Esteemed Bollywood composer A.R. Rahman scored Slumdog Millionaire, and Boyle was so pleased with the music that he hopes to work with Rahman again. “I think it was quite a challenge for him,” Boyle says, “because obviously I’ve got a Western sensibility, even though the film’s set in Mumbai, and I wanted a certain kind of approach from him. But we had a great time doing it…and he got M.I.A. involved.” M.I.A. collaborated with Rahman on the track “O…Saya,” which was written and recorded for the film. “She was a huge fan of A.R. Rahman’s when she was growing up,” Boyle notes.
Slumdog Millionaire is based on the novel Q & A by Vikas Swarup and was adapted by English screenwriter Simon Beaufoy (The Full Monty). When Boyle read the script, he recognized a Dickensian quality to the story that Beaufoy had also identified. In Mumbai, there is visible evidence of the wealth and technological advancements that exist in major metropolises, but Mumbai also has the world’s largest slum population. Slumdog Millionaire includes astonishing shots of crammed shantytown roofs that overlap like card houses and massive piles of garbage alongside the Juhu slum. It raises the question how Indian officials have reacted to Slumdog Millionaire’s representation of Mumbai.
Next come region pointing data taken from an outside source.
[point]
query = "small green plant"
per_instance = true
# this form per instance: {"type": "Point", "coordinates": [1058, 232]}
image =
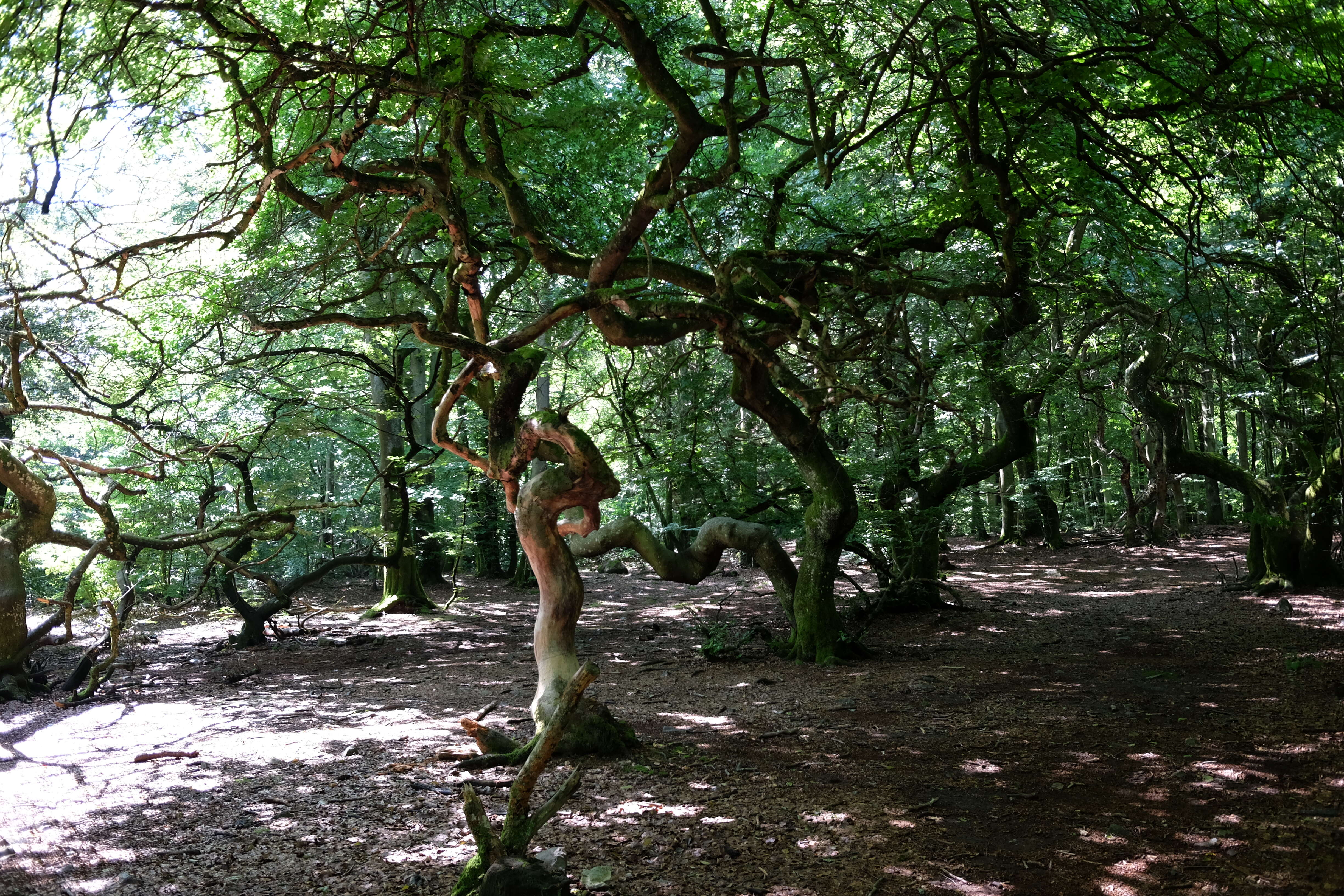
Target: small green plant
{"type": "Point", "coordinates": [722, 639]}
“They’ve not seen the film yet,” Boyle says. “You can only second guess it to a degree, because like everything in India, it’s always surprising. For instance, there’s a scene at the beginning, where Jamal is tortured by the police, and we had to show them that scene. And we thought, ‘Oh my God, there’ll be a big problem about this.’ And they said, ‘That was fine, the torturing, provided nobody above the rank of inspector was involved.’ And you think, ‘Oh my God. That tells you something about what goes on in a police force there, in a place like Mumbai.’ And it does, of course. You speak to the local crew, even the crew will tell you, if you get picked up for anything more than a traffic offense, you’ve got a fair chance of being ‘encouraged’ in your interview to be forthcoming.”
“They have to see the film before the film is released in India because the government has control of everything that’s released,” Boyle explains. “They vet a script before it’s made, and obviously you make some small adjustments in the script to ease its passage through that process, so it will be interesting to see what they say about the finished article.”